The Usagi knew better than anyone that the anger of the Blue King Munakata Reishi was righteous and fully founded. Only, the Usagi unconditionally believed his master despite that. He was certain that said master would not do it without a reason. Even when his orders were hard to understand, there must have been far sight and deep design behind them, always.
Toying with a tea utensil in his hand, Kokujouji finally uttered, "One reason." It was only with this particular Usagi that he could afford to be that frank and direct in his answer. "I owed Kounomura Zen'ichi a favor." "Could it be that you incurred it during the global financial crisis of the past, sir?" Kokujouji nodded silently.
The crisis erupted with an investment bank of a certain major country going under, and Japan was among the countries heavily affected by it, but through unofficial assistance from Kounomura Zen'ichi a great number of banks and corporations had been saved.
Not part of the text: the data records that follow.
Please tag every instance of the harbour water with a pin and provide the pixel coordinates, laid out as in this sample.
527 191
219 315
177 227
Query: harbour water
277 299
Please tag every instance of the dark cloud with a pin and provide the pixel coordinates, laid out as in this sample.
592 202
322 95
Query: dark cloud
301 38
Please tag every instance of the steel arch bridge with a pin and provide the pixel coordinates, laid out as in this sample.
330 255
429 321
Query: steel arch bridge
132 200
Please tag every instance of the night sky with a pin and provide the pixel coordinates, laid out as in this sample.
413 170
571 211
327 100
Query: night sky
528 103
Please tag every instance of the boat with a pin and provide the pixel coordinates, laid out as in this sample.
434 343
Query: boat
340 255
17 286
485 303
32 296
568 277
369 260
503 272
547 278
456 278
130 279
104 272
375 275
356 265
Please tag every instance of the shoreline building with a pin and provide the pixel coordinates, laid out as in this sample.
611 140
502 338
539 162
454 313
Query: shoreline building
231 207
His clout and connections with relevant ministries and top players of the financial world were substantial, and they were getting only stronger.
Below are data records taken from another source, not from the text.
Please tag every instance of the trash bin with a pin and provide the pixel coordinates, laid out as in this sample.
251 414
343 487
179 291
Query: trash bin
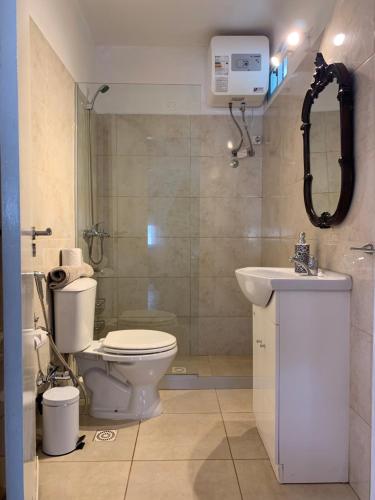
60 420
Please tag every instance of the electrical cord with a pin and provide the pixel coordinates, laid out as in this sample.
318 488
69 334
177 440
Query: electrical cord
250 148
235 150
"I admit that when he personally contacted me, I had a thought that he had what it took to be a king." "..." The Usagi waited for Kokujouji's next words. Because that alone could not be the reason.
No one would argue about how much Kounomura Zen'ichi contributed to the country's well-being. However, it was unthinkable for the man known as Kokujouji Daikaku to allow himself to condone what could only be called biased actions based solely on that.
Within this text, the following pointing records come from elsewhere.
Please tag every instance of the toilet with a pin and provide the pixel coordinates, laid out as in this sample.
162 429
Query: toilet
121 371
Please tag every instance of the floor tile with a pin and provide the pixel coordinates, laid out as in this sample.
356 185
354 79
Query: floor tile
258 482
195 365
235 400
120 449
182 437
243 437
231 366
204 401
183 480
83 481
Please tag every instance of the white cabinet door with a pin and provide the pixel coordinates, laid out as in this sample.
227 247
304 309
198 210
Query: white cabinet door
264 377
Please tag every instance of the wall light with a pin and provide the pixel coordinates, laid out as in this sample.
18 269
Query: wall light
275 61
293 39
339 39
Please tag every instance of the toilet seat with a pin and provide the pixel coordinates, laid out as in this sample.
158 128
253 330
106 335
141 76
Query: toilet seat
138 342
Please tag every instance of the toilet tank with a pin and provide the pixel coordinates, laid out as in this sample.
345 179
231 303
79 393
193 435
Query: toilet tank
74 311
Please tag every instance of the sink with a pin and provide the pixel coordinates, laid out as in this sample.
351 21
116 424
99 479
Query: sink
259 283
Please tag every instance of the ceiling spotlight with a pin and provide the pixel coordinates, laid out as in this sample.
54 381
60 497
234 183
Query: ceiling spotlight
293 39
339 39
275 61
Kokujouji continued with a question of his own, "What did you think of Munakata?"
The Usagi found it hard to answer.
"You have my permission to speak your mind frankly." "Yes, sir." The Usagi, although not without some awe and fear, laid out his frank opinion. "If you will kindly allow a small person like me to speak of a king, I humbly shall." He paused. "The Blue King, Munakata Reishi-sama, seems to have found himself at a loss. No, perhaps saying that he is perplexed would be more correct. I, however, cannot make a conclusion from his looks alone whether his uncertainly has to do with his position or is due to this unknown enemy." "Kuku." Unusual for him, Kokujouji Daikaku let out a chuckle.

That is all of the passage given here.